Lucas Trzesniewski's comment can actually be used in Python with PyPi regex module (I just replaced named group with a numbered one to make it shorter):
>>> import regex
>>> r = regex.compile(r'({(?:[^{}]++|\g<1>)*})(*SKIP)(*FAIL)|\s*,\s*')
>>> s = """{J. Doe, R. Starr}, {Lorem
{i}psum dolor }, Dol. sit., am. et."""
>>> print(r.split(s))
['{J. Doe, R. Starr}', None, '{Lorem\n{i}psum dolor }', None, 'Dol. sit.', None, 'am. et.']
The pattern - ({(?:[^{}]++|\g<1>)*})(*SKIP)(*FAIL)
- matches {...{...{}...}...}
like structures (as {
matches {
, (?:[^{}]++|\g<1>)*
matches 0+ occurrences of 2 alternatives: 1) any 1+ characters other than {
and }
(the [^{}]++
), 2) text matching the whole ({(?:[^{}]++|\g<1>)*})

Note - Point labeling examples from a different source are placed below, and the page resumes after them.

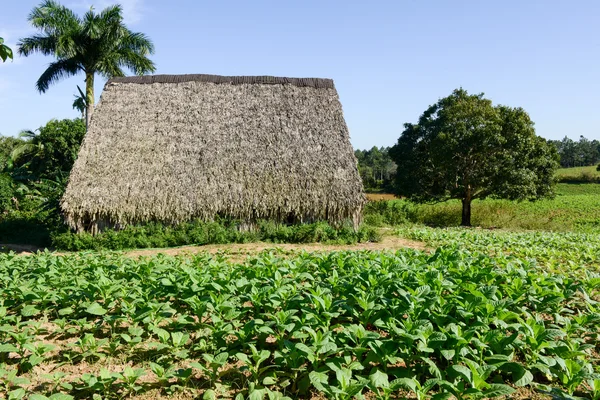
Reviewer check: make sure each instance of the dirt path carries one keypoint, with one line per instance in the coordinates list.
(236, 252)
(387, 243)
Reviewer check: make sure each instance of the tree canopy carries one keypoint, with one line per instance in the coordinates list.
(49, 154)
(376, 168)
(97, 43)
(465, 148)
(5, 51)
(579, 153)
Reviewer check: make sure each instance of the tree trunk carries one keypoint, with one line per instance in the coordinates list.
(89, 94)
(466, 217)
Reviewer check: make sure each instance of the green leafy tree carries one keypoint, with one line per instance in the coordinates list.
(97, 43)
(51, 153)
(465, 148)
(376, 168)
(7, 146)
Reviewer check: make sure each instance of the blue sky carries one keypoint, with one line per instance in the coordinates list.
(389, 59)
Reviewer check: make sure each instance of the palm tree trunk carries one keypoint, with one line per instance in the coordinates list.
(89, 94)
(466, 214)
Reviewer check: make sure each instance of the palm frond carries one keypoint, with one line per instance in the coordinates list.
(56, 71)
(44, 44)
(52, 17)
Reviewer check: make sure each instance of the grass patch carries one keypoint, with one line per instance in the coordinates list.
(589, 174)
(575, 208)
(155, 235)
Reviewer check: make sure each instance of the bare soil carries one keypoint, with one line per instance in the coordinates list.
(237, 251)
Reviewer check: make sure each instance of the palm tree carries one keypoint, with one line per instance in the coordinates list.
(79, 103)
(97, 43)
(5, 51)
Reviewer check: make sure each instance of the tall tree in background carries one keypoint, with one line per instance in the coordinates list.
(51, 153)
(577, 154)
(376, 169)
(5, 51)
(465, 148)
(98, 43)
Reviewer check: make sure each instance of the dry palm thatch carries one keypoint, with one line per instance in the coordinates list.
(172, 148)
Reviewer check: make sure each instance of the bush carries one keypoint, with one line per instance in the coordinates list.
(6, 192)
(156, 235)
(21, 228)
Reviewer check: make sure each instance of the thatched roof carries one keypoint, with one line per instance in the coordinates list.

subpattern). The (*SKIP)(*FAIL)
verbs make the engine omit the whole matched value from the match buffer, thus, moving the index to the end of the match and holding nothing to return (we "skip" what we matched).
The \s*,\s*
matches a comma enclosed with 0+ whitespaces.
The None
values appear because there is a capture group in the first branch that is empty when the second branch matches. We need to use a capture group in the first alternative branch for recursion. To remove the empty elements, use comprehension:
>>> print([x for x in r.split(s) if x])
['{J. Doe, R. Starr}', '{Lorem\n{i}psum dolor }', 'Dol. sit.', 'am. et.']